Baru sampai rumah si siswa SMP bertanya pada orang rumah apa
arti kalimat yang ditanya nenek tadi. Itu pun si siswa agak nggak yakin dengan
kalimatnya. Akhirnya si siswa itu tahu kalau maksud neneknya tadi mau tanya
kepadanya ia mau turun di mana.
Si siswa itu aku.
Banyak situasi di mana aku kesusahan dengan masalah bahasa
daerah. Percakapan dengan orang Jawa, istilah-istilah Bahasa Jawa yang
aneh-aneh, pidato Bahasa Jawa dalam prosesi pernikahan, dan paling parah aku
sering dapat nol dalam pelajaran Bahasa Jawa, apalagi bagian paribasan
(peribahasa), parikan, dan istilah kayak nama buah, nama anak hewan. Ah, mumeti!

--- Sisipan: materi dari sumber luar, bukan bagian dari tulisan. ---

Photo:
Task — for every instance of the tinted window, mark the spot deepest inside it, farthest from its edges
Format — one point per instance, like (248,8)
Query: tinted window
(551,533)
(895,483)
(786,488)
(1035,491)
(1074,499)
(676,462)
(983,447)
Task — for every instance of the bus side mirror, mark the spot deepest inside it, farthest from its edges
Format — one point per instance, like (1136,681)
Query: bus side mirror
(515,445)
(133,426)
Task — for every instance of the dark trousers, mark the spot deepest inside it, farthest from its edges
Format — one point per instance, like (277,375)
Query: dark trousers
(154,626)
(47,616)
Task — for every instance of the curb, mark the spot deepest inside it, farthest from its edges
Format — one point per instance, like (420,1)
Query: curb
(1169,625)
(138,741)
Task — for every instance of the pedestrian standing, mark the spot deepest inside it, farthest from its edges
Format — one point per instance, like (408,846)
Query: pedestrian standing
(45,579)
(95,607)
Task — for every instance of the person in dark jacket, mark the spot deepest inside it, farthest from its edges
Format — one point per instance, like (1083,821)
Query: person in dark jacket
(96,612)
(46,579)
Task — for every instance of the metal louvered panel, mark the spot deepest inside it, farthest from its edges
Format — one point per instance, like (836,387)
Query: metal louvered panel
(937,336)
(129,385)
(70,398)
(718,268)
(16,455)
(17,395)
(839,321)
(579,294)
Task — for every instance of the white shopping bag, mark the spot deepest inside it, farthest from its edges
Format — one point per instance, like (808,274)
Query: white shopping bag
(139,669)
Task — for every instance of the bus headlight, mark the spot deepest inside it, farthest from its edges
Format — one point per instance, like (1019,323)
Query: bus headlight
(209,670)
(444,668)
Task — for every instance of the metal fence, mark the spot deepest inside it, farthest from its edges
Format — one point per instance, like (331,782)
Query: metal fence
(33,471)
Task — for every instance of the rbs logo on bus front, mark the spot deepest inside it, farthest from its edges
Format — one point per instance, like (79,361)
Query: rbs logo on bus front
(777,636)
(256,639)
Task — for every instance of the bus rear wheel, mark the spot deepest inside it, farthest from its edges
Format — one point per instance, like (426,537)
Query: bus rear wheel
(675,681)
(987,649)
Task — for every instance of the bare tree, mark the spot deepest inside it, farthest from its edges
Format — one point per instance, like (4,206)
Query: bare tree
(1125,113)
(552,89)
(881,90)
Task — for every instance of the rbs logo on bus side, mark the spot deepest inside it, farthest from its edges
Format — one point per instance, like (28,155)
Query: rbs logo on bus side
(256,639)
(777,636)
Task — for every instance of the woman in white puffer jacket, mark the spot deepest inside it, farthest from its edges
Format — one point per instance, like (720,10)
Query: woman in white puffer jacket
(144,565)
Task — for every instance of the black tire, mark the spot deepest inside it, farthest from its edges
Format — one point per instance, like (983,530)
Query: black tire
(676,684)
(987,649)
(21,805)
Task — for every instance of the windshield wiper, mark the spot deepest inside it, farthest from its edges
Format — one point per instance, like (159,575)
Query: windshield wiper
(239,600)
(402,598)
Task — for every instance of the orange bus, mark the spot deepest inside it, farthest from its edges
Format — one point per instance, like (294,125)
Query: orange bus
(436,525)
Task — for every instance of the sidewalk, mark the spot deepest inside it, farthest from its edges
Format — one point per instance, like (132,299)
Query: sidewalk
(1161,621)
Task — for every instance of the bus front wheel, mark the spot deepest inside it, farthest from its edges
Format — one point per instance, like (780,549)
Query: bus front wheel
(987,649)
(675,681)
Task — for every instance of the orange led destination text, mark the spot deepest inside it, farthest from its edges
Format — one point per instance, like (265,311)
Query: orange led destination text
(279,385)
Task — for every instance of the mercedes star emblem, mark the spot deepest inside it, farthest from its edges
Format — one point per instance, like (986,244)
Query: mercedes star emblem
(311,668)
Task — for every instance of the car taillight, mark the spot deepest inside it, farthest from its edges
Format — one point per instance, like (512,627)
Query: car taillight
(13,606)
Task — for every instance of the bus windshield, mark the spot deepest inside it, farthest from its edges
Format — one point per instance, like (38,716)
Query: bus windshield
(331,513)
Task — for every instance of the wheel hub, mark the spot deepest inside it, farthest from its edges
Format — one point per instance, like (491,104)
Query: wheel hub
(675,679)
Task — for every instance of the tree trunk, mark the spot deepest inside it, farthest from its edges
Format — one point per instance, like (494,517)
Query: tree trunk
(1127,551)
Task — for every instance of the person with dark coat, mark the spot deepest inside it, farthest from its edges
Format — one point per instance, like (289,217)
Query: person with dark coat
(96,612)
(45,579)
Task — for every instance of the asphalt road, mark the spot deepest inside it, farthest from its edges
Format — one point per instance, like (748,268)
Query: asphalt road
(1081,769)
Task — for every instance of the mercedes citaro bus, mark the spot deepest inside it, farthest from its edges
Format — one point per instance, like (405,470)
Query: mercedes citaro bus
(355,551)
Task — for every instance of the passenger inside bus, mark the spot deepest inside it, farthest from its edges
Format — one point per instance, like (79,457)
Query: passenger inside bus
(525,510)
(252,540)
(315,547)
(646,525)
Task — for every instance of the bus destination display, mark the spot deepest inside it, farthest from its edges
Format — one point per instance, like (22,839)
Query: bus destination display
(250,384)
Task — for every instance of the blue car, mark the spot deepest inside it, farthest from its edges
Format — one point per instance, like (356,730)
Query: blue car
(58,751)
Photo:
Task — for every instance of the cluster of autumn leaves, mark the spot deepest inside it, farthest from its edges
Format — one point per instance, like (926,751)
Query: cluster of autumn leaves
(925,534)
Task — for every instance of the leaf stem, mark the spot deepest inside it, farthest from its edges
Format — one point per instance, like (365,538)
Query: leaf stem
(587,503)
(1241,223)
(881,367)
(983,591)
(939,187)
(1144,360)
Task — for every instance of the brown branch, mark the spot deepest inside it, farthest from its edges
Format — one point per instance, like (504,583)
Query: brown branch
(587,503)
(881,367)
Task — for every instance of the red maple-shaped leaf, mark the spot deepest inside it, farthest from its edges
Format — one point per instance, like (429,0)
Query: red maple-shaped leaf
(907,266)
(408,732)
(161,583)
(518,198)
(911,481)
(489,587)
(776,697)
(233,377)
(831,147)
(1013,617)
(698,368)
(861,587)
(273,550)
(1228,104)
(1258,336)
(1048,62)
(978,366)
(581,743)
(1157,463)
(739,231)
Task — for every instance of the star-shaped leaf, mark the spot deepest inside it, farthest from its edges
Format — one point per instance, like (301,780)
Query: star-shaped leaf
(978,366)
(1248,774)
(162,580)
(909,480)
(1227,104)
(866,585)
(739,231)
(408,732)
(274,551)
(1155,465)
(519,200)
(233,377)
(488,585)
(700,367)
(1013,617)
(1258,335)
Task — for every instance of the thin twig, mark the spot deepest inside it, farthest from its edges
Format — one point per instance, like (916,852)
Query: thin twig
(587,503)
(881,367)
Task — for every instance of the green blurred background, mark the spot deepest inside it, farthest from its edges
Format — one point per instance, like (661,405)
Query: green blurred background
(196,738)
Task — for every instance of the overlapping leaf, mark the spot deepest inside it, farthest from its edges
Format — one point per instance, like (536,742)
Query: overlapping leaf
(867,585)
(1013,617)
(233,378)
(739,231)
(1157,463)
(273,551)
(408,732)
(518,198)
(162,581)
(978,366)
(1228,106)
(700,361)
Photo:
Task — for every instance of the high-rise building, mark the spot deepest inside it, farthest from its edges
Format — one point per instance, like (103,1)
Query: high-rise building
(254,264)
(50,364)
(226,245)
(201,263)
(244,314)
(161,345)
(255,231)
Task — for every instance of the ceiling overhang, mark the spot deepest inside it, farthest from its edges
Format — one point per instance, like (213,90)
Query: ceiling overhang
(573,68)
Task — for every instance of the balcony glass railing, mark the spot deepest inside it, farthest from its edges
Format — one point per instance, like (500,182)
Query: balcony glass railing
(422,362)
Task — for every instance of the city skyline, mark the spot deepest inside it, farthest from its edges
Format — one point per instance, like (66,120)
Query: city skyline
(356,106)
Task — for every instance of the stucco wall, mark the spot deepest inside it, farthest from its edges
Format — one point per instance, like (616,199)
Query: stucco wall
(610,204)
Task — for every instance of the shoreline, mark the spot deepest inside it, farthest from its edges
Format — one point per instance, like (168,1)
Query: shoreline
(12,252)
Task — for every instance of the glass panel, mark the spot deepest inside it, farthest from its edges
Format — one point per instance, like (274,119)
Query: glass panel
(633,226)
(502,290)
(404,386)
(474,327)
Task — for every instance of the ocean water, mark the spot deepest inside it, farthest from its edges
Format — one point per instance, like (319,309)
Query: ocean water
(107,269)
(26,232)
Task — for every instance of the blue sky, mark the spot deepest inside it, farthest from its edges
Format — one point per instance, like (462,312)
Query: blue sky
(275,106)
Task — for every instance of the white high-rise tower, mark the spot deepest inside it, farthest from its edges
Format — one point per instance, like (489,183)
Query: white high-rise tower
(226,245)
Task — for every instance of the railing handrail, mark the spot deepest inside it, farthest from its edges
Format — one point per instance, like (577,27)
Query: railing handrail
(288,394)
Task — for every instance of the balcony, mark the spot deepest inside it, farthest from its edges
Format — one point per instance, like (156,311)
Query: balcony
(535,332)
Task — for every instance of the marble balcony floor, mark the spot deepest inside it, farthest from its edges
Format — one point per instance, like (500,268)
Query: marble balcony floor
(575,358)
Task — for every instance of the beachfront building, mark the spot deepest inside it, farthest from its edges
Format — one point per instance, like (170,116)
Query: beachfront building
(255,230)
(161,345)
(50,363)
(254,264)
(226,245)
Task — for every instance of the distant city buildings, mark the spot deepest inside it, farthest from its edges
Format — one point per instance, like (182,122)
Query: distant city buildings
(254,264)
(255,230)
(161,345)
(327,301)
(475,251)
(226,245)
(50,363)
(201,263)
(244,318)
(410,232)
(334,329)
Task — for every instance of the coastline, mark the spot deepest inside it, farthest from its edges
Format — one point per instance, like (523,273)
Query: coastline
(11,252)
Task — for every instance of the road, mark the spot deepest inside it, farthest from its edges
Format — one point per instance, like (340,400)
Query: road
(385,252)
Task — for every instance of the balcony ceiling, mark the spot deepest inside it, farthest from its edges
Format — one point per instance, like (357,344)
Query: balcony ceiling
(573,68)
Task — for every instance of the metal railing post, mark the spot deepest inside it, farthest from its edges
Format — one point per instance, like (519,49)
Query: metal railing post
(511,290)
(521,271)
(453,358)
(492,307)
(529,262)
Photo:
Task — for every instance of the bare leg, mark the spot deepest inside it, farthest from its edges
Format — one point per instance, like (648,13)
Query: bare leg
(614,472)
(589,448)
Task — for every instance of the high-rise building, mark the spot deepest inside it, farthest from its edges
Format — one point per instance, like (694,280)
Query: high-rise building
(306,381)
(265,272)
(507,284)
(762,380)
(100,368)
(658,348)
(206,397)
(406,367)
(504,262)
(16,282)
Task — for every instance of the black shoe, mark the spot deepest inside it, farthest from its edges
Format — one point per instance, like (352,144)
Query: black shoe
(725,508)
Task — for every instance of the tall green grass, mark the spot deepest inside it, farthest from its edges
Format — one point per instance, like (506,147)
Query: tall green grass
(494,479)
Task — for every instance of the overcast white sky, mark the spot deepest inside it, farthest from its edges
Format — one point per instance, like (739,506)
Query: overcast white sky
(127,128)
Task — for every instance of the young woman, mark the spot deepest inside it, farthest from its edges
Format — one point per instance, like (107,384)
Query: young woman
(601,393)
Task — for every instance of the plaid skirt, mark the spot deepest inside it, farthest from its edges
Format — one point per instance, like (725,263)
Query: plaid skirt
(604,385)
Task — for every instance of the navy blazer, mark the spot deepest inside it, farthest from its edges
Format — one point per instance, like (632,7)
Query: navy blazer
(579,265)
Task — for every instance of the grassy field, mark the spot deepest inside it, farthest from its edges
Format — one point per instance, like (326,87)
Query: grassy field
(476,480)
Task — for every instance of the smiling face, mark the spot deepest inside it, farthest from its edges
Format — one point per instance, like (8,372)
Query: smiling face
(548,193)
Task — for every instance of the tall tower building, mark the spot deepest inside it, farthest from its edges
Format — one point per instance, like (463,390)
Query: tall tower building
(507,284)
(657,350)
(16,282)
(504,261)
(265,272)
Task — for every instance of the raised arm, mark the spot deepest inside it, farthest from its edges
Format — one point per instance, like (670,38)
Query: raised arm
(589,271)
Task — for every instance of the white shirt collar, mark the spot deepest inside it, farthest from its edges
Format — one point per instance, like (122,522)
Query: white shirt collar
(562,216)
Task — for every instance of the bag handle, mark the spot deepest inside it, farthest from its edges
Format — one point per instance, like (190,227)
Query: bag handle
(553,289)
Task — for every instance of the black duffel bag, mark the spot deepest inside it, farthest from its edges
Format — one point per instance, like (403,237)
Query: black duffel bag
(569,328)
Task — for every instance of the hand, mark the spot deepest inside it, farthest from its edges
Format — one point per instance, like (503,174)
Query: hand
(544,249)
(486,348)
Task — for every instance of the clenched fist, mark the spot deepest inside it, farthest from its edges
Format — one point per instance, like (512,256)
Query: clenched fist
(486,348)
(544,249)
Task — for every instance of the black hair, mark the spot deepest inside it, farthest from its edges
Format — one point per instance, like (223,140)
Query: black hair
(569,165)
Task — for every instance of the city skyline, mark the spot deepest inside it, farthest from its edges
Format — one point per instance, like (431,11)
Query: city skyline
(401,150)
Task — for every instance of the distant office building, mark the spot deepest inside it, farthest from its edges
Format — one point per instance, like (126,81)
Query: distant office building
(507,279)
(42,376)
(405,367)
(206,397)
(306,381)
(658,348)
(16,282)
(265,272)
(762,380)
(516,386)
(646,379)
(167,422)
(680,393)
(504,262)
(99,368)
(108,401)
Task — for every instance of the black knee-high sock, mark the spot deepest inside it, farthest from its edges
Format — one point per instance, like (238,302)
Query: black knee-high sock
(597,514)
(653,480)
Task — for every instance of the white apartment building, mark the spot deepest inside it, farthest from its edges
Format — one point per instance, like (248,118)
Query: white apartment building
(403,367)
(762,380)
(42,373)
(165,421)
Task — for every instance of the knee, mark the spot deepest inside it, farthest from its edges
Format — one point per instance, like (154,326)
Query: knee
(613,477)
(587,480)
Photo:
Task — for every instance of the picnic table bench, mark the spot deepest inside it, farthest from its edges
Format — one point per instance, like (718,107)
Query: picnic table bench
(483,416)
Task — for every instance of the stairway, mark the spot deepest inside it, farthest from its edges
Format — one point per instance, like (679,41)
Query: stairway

Aku dibesarkan di Jakarta dan yeah orangtuaku
tentu saja berbahasa Jawa dengan satu sama lainnya (maksudku bapak dan ibuku),
tapi kecenderungannya, dengan anaknya tidak. Sampai aku menganalisa sendiri
kalau Bahasa Jawa itu pokoke akhirannya -o aja. Ibuku masih geli inget aku
waktu kecil bilang, "Aku ketowo-ketowo." Maksudnya,
ketawa-ketawa.
Lalu, aku pindah ke Jogja dan aku rasa karena lingkungan
juga, orangtuaku lebih 'njawakke' (membahasajawakan) anaknya. So, sejak itu a
little-little I can lah ya Boso Jowo. Aku jadi tahu banyak nyanyian Bahasa Jawa
macam Sluku-Sluku Bathok, Kodok Ngorek, Kidang Talun, atau Cublak-Cublak
Suweng.
Dan sekarang, aku banyak melihat anak-anak sudah tak bisa
berbahasa daerah karena orangtuanya tak mengajarkan. Bahkan di kota yang
terkenal akan budayanya, hmmm. Aku nggak tahu apakah karena sudah ada bahasa
persatuan atau bukan. Tapi alasan aneh yang pernah kudengar ialah, takut salah.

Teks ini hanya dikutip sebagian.